I needed to do something. Reading the Bible and recognizing It's Truth wasn't the end of this journey. It only fanned the fire that had been kindled in me. Being a non-observant Jew I really did not know what to do next. What was I supposed to do? What was the Bible telling me to do? In my novice understanding was it enough at that moment to just believe? I needed Christians to talk to. Not just Jesus Freaks but people who could grasp the complexity of me. I have to chuckle at myself. Always a little different. Always with special circumstances.

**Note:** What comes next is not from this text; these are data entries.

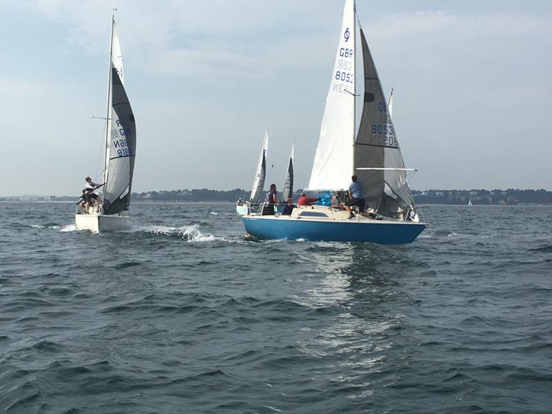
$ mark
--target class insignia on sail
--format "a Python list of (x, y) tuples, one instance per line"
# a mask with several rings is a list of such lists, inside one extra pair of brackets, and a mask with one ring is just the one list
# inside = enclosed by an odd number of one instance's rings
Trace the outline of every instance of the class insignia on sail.
[[(355, 1), (346, 0), (308, 188), (324, 195), (322, 199), (299, 205), (289, 215), (249, 211), (243, 219), (253, 236), (399, 244), (412, 242), (425, 228), (407, 184), (406, 172), (413, 169), (404, 167), (391, 119), (392, 94), (388, 101), (364, 32), (357, 30), (356, 22)], [(362, 59), (359, 73), (357, 58)], [(357, 79), (364, 82), (358, 130)], [(347, 197), (353, 197), (351, 205), (333, 204), (336, 199), (348, 201)]]

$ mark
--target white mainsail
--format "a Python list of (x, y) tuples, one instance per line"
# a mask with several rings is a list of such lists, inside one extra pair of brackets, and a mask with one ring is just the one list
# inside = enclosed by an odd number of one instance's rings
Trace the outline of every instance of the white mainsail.
[(310, 190), (348, 188), (353, 174), (355, 42), (355, 2), (346, 0), (332, 80), (308, 183)]
[(291, 146), (291, 152), (289, 155), (289, 162), (288, 163), (288, 171), (286, 173), (286, 181), (284, 184), (282, 196), (284, 200), (293, 197), (293, 157), (295, 152), (295, 144)]
[(103, 213), (106, 215), (128, 210), (136, 150), (135, 118), (124, 86), (123, 58), (115, 19), (110, 50), (103, 171)]
[(261, 155), (259, 157), (259, 162), (257, 164), (257, 170), (253, 180), (253, 186), (251, 189), (251, 196), (249, 201), (251, 203), (258, 202), (259, 198), (264, 188), (264, 178), (266, 175), (266, 151), (268, 149), (268, 130), (264, 132), (264, 140), (263, 146), (261, 148)]

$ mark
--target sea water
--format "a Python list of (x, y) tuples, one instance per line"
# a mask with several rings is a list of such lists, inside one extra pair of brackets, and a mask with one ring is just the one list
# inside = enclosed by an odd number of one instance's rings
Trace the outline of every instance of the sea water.
[(231, 204), (0, 204), (7, 413), (550, 413), (552, 208), (412, 244), (259, 241)]

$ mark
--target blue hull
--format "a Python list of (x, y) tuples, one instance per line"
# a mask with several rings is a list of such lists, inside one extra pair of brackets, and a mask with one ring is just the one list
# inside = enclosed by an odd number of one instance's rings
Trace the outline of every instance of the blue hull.
[(305, 220), (280, 217), (244, 216), (246, 231), (259, 239), (303, 239), (311, 241), (412, 243), (426, 228), (412, 221)]

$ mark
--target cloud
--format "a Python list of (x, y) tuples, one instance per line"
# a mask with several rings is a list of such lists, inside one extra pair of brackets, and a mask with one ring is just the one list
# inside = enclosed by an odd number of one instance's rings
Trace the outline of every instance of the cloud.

I am a huge fan of my iPod and iTunes. So in December 2008 I started there. I needed more insight and help understanding the Bible and what to do next. There is a search bar on iTunes where I typed in Christianity or something like that and received all types of suggestions for music and books and podcasts. While reading the descriptions there were these free downloads for BibleStudyPodcasts.org. The sequence of events is not so clear to me today but my best recollection is that I must have listened to a podcast or two. Several things struck me about these teachings. First that the gentleman doing the podcasts was very knowledgeable and he conveyed through his teaching that he absolutely without any reservation believed deeply in what he was saying. Remember, deep belief is what tugged at me while I read the "Left Behind" series. His name is Toby Logsdon and at the time he was finishing his seminary degree. I decided to send him an email explaining my situation and see if he had any advice for me.
I remember writing the email and it was like I was throwing out a life line. No response or a cold response would have been disheartening to say the least. There I go again with my expectations . . . I did receive a response, probably that same day and it was to ask me a couple of questions. He asked me who did I believe Jesus to be? Sitting here now thinking back on this it was the perfect question. Any further steps down this path of faith would depend on that answer and that answer alone. And at the time I did not know. I wanted all the answers and understanding right then. More reading and more listening was what it was going to take.
I also needed someone to talk to. I had to talk to someone about what I was experiencing. My wife was afraid and her Catholic upbringing only made her more fearful. But that is her story for her to tell. I had been riding with a motorcycle club for the past 13 years when this journey became visible. We had rubbed elbows with lots of other clubs and I knew of a guy who rode with a club called Bikers for Christ. In fact I had attended the wedding of one of my members that he had officiated. He was a friendly guy and totally on fire for Jesus. One of those guys if you are not a believer can be a little too much to take at times. I had always liked him and he and his wife seemed to have an affinity for my wife and I. So I reached out and got his phone numbers and called and left him a message to call me. Which he did that day or the next. I told him my story and received much encouragement. I agreed to meet him at his church that upcoming Sunday. Being the zealous individual that I knew him to be he got off the phone with me and started calling others in the church to tell them about me. Then strangers started to call me. Understand, at this time in my life I am a gun toting biker, national officer of a motorcycle club and I don't like talking to strangers.
The first call I received was from someone inviting me to a bible study and the second call I received was from a guy named Douglas and he too invited me to a different bible study. I shared my story with him and he shared his story with me. 9 or 10 years ago he was a methamphetamine addict with a lab in his backyard. Now that was something I could relate too. My whole life seemed to be a life lived outside of anything resembling normal. Abuse, addiction, depression, dysfunction, fear, judgement, criticism, anger; lots of anger. Here was someone that although he didn't know me had walked an unconventional path. I needed someone who had obviously fallen in life who knew that pain and the judgement that goes with it.
Today Pastor Douglas and I are good friends. Over the past 2 years he has lifted me up, encouraged me and been a consistent example of a man of faith. A far more consistent example than I can claim for myself. Praise to God for being patient and merciful towards me. God's grace is an undeserved gift that is so easy for me to take for granted. My debt, paid for by Jesus on the cross, is greater than I will ever be able to repay. And whether or not I believe myself to be worthy of such a gift God so loves me that He offered it to me freely. And I love Him for it.